Fig. 4. The top 20 features for the nervous system disease prediction model using different data. (A) Blood routine. (B) Biochemical detection. (C) Blood routine combined with biochemical detection. The red represents a high value, and the blue represents a low value. If the SHAP value is positive, it represents the positive effect of the feature on the model, and vice versa. All features are listed in order of importance from top to bottom. (D) The joyplot of numerical distributions of TP, K, ALB, and NBIL among various nervous system diseases and healthy people.
To verify whether the performance of the XGBoost was affected by redundant features, we constructed the model to distinguish nervous system disease patients from healthy individuals using only the top 10 features ranked by the SHAP algorithm (Fig. 4C). The results showed that the model constructed with the top 10 ranked features performed similarly to the model built with all 52 features (Supplementary Fig. 4).
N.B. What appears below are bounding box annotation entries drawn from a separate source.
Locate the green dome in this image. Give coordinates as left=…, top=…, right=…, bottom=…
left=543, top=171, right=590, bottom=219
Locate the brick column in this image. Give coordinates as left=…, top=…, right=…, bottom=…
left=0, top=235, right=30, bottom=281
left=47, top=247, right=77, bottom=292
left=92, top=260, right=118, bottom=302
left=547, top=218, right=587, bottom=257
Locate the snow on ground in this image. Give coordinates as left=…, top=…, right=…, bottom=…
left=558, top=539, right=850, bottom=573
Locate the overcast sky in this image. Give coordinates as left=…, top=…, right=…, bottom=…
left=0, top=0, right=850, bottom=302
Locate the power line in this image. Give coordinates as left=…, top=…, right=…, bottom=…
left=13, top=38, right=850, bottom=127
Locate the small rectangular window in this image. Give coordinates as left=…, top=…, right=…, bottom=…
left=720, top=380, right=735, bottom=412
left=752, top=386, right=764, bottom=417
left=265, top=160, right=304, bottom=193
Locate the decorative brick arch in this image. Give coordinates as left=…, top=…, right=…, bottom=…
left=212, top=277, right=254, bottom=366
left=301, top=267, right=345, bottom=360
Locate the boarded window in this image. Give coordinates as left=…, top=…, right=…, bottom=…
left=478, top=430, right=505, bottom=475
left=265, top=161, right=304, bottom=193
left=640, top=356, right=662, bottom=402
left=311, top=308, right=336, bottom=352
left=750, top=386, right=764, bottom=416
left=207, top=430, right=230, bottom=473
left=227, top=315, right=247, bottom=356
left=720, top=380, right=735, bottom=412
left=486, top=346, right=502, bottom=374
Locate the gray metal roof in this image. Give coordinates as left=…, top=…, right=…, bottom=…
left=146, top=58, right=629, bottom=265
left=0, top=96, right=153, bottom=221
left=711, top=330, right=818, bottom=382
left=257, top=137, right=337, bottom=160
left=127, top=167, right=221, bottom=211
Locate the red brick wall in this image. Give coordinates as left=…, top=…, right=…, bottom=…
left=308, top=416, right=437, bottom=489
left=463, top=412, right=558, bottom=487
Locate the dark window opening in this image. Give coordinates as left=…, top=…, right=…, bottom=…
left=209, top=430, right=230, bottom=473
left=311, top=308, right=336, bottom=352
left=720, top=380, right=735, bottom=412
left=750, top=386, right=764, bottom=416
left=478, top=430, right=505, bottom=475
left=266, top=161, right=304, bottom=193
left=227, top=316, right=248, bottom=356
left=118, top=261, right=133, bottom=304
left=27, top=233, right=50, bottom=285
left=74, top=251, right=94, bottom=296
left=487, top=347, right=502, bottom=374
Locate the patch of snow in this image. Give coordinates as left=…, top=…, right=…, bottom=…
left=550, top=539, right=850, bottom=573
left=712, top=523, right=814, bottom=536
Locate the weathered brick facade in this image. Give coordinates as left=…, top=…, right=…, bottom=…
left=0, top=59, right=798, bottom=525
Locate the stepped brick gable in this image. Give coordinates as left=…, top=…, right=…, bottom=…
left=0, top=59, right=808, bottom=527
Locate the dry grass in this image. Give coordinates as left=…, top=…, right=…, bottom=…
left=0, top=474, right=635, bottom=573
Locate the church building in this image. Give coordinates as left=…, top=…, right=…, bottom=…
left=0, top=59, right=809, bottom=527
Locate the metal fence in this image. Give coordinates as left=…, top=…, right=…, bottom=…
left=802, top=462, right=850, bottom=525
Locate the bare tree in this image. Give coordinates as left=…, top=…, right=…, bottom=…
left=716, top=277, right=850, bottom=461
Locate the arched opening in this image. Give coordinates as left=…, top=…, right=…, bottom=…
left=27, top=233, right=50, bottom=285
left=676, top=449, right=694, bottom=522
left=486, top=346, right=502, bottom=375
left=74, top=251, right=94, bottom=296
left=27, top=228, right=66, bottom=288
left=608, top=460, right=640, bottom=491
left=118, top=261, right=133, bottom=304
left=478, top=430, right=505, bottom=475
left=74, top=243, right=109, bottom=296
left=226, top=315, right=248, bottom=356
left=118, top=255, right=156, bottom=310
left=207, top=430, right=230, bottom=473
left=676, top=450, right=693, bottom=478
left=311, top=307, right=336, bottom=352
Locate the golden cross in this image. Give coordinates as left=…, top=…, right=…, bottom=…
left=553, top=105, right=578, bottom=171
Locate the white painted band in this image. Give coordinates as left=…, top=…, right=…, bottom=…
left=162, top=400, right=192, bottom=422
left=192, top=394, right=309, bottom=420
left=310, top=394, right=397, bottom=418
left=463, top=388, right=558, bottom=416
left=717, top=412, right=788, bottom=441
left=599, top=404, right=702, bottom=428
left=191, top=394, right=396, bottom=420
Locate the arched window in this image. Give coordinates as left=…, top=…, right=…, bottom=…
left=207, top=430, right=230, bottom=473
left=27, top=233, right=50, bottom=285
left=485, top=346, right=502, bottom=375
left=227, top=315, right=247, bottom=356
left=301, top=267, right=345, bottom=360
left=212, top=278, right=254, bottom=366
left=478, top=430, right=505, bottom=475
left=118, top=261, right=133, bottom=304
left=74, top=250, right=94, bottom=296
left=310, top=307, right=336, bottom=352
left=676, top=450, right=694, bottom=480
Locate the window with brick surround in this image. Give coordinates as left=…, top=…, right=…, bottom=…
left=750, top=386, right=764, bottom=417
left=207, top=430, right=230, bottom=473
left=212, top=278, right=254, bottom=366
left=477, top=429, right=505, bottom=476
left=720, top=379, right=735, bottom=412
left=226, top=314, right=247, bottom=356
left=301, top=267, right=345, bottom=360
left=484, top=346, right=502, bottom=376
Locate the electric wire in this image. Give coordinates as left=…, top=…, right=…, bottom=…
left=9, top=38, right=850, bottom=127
Analysis of characteristic indicators of discrimination between various nervous system diseases
After exploring nervous system disease-specific indicators, we also hoped to further explore characteristic indicators of discrimination between various nervous system diseases. Then, we displayed the SHAP value of each feature through a heatmap. Rows and columns were clustered separately, and the more similar the features or diseases, the closer they were. We found that every nervous system disease had distinctive characteristics (Fig. 5A). At the same time, a network displaying the intersection features among various nervous system diseases showed that GLU, creatine kinase (CK), APOA1, and K were the top 4 features subdividing various nervous system diseases (Fig. 5B). Elevated GLU is often associated with diabetes, but we found that GLU could also be used to distinguish between different nervous system diseases. APOA1 is the main protein component of high-density lipoprotein (HDL) in plasma and is commonly used as a biomarker to predict cardiovascular disease. And as we can see in our results, it also has great potential for predicting various nervous system diseases. The numerical distributions of the top 4 features among various nervous system diseases and healthy people were different (Fig. 5C). The results proved our models were reliable.
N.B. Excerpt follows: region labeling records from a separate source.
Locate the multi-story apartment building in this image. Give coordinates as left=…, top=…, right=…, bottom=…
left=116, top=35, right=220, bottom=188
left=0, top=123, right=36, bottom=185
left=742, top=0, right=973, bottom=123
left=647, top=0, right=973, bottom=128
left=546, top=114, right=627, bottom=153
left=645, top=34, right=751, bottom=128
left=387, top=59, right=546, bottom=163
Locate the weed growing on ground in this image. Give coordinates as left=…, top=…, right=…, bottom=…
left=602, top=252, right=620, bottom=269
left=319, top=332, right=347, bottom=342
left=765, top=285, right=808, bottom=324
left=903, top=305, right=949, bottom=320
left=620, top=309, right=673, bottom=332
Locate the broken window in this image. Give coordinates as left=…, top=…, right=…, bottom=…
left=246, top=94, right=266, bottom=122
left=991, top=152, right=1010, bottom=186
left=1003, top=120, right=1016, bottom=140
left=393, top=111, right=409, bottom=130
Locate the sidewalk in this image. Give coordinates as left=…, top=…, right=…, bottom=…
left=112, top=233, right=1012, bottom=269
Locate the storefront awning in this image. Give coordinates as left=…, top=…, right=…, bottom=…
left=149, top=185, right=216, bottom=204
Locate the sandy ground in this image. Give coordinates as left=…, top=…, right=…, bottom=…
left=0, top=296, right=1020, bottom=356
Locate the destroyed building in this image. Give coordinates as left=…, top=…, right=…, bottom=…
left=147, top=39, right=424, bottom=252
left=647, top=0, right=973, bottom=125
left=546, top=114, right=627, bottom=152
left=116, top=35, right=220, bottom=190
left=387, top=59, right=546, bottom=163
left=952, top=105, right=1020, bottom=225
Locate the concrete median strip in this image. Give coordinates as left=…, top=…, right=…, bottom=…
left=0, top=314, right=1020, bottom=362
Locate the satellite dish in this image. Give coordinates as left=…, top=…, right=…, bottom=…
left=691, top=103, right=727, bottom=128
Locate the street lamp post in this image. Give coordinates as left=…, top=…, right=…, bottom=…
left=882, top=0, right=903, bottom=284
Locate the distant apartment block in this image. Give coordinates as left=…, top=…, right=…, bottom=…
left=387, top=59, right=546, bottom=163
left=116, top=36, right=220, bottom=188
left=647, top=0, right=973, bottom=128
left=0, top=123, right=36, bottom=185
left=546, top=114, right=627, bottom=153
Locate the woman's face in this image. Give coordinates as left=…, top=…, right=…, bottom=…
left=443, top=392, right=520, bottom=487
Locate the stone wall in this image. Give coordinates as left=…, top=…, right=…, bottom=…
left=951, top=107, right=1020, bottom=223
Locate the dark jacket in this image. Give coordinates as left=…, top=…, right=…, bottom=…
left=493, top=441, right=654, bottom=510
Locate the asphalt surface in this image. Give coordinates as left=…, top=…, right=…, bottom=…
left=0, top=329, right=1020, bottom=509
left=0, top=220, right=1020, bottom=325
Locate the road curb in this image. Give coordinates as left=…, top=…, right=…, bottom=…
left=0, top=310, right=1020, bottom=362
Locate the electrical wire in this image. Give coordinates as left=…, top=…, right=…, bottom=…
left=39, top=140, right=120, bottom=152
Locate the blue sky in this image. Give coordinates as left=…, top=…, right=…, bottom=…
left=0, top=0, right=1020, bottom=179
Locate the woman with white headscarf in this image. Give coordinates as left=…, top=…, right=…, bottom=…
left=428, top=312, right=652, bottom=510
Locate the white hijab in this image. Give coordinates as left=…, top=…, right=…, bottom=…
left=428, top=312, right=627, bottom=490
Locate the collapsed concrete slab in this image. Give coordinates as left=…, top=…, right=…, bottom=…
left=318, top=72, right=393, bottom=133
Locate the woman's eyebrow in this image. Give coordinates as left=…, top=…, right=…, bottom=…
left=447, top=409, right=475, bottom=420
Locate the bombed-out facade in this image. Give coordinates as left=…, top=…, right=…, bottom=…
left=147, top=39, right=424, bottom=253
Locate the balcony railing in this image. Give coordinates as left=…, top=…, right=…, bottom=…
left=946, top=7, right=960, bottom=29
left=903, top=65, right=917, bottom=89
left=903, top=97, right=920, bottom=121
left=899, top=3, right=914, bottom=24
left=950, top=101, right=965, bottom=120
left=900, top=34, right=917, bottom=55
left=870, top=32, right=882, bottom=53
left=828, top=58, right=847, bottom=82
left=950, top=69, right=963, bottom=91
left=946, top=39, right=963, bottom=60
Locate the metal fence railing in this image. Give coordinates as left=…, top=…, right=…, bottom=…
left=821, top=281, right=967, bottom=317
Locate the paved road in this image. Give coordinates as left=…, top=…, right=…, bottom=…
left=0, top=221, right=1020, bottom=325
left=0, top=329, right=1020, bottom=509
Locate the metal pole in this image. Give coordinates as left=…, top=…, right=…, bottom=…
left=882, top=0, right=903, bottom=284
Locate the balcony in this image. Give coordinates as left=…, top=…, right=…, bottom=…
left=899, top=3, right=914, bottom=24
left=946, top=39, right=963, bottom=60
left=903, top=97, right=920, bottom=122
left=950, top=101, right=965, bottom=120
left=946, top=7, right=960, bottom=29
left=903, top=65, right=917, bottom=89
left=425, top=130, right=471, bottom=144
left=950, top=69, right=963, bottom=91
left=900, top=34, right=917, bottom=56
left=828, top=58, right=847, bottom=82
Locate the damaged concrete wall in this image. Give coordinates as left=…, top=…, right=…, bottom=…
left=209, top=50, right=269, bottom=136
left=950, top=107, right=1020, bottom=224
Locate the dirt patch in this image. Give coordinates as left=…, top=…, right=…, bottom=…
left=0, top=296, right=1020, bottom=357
Fig. 5. Analysis of specific indicators for differentiation between different nervous system diseases. (A) The heatmap displaying SHAP values of 52 features for each disease differentiation model. The positive SHAP value is added to the absolute value of the negative SHAP value to form the final SHAP value to be displayed. (B) The network showing the intersection top 10 features among different disease differentiation models. The red circles represent various nervous system diseases, and the blue circles represent various features. The larger the blue circle, the more the intersection features. (C) The joyplot of numerical distributions of GLU, CK, APOA1, and K among various nervous system diseases and healthy people.
Discussion
Diagnosing nervous system diseases relies on a comprehensive evaluation of medical history, physical examinations, and imaging studies. Nevertheless, neurological symptoms and signs can lack specificity, with clinical features frequently overlapping. Particularly in the early stages of many nervous system diseases, symptoms may be nonspecific^29,30^. Clinical reliance on imaging techniques such as Computed Tomography (CT) and MRI is common, yet economically underdeveloped regions often struggle to afford them, and they are not suitable for population-based screening as well as long-term monitoring^31,32^. Additionally, the sensitivity of imaging detection is low in the early stage of nervous system diseases. When patients seek medical care, doctors usually conduct blood routine and blood biochemical tests as part of their evaluation. Given the simplicity, accessibility, and low cost of these medical test data, we attempted to use blood routine and blood biochemical tests to establish disease prediction models.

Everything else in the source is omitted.